Why Online Marketing is Like Dieting

Neither are an exact science.

Both depend on other variables to be successful.

And results take time.

Being an advocate of health, fitness, and good diet, and also running several successful online businesses, I have a fair bit of experience in both online marketing and dieting.

A recent article I read really highlighted to me the similarities between the two.

You can find the original article here.

Have you ever been on a diet and become frustrated with how the scales fluctuate from day-to-day with no real reasoning?

You stick to your diet rigidly each day, but yet some days still show an increase on the scales or no movement at all.

Well, this article explains why this can happen, and the scientific reasoning behind these frustrating fluctuations.

Ultimately, there are a number of factors that can cause your weight to fluctuate on a day-to-day basis — sodium levels, glycogen stores, water retention, and much much more.

The lesson of the article is to not become obsessed over these daily fluctuations in weight when you are working towards a goal — weigh yourself maybe every couple of weeks instead of every day.

This allows the, sometimes unexplainable, daily fluctuations to iron themselves out without you even noticing or having to worry about them.

In dieting, as in business and in life as a whole, there are variables — often too many to comprehend — that will affect your short-term progress.

In business, it could be not getting anything crossed off your to-do list on a certain day because the kids need to go swimming, or you’re ill and need a day in bed to rest.

Whatever it may be, there are distractions, other priorities, and unexplainable factors that can influence our short term progress.

But in the long term, provided we are consistent and persistent with our efforts and drive, we will see progress.

It’s rather like monitoring the currency exchange — you can micro-analyse all those troughs and peaks in the graph, but ultimately it’s about how things go in the long term.

Provided that point on the graph ends up higher than when you first started out, you’ve made progress towards your goal.

Forget about the turbulence in-between — this can be ridden out with consistent effort.

I liken this approach to online marketing — particularly with PPC (Pay Per Click) advertising — in the short term, you might blow a fortune on campaigns that aren’t quite working out.

But you build on what works and what doesn’t for you and your business.

You ditch the expensive keywords that aren’t converting and you spend more money on the keywords that are converting.

You consistently tweak and improve your campaign using the data it delivers back to you over time — until, in the long term, you’re left with a very effective and profitable campaign.

If you start trying to tweak your campaign too early though, you may end up scrapping some potentially high-converting keywords because they don’t start out too well for you, and you don’t have enough ‘meat’ on your data to make an informed and accurate decision.

Dieting is similar.

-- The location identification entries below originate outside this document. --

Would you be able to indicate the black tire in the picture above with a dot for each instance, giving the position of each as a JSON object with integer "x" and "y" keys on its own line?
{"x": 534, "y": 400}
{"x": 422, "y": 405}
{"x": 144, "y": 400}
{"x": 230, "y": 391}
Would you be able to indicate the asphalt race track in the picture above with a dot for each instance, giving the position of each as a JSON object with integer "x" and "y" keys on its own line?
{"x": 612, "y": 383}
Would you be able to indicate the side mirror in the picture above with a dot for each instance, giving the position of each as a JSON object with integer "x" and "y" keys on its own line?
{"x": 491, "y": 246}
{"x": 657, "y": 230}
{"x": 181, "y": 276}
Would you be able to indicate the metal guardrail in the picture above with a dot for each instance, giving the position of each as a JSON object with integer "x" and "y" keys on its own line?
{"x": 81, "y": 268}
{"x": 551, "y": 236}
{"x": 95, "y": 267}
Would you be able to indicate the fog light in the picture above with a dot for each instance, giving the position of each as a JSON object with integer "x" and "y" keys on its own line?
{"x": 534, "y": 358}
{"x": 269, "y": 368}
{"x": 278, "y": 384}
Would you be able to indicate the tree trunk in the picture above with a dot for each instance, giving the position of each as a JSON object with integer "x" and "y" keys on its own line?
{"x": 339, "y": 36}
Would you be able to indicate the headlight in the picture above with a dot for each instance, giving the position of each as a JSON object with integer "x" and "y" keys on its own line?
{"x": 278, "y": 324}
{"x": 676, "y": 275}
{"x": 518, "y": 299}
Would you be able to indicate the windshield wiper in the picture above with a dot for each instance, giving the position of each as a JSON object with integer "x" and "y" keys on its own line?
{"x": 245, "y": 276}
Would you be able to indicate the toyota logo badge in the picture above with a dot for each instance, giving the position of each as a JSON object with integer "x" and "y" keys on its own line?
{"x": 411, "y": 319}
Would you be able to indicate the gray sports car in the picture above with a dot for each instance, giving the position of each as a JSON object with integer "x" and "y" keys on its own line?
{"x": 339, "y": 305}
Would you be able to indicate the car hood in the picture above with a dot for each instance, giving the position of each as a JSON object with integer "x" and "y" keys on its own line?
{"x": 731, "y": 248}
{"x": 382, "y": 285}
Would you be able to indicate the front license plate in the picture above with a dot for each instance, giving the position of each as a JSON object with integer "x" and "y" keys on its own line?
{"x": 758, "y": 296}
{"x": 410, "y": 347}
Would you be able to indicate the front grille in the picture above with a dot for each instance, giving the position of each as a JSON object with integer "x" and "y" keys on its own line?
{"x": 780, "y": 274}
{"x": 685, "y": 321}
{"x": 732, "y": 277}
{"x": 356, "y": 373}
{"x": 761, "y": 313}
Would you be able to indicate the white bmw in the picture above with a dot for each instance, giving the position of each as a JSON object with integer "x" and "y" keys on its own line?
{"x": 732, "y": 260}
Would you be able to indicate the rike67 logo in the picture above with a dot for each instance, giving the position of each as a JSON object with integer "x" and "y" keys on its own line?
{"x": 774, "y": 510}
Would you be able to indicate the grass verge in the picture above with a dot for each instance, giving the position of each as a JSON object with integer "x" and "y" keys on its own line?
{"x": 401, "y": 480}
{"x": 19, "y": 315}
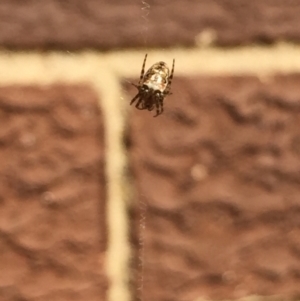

What works for one person may not work for the next. You have to follow a process of trial and error — ditching techniques that aren’t delivering results in the medium to long term, and focusing on what is working for you.

Until eventually, in the long term, you reach your personal weight loss goals.

The Lesson?

Consistency leads to success.

But micro-analysing data too quickly can often be contradictory to achieving consistency.

You need to give it time for accurate data to show, in order to make informed decisions and changes/tweaks going forward.

This applies to online advertising, dieting, and almost all other aspects in life.

By all means take corrective action when things aren’t heading in the right direction — but don’t analyse things too quickly, give them enough time to deliver actionable data, or you’ll lose your direction and consistency that ultimately leads to long-term success.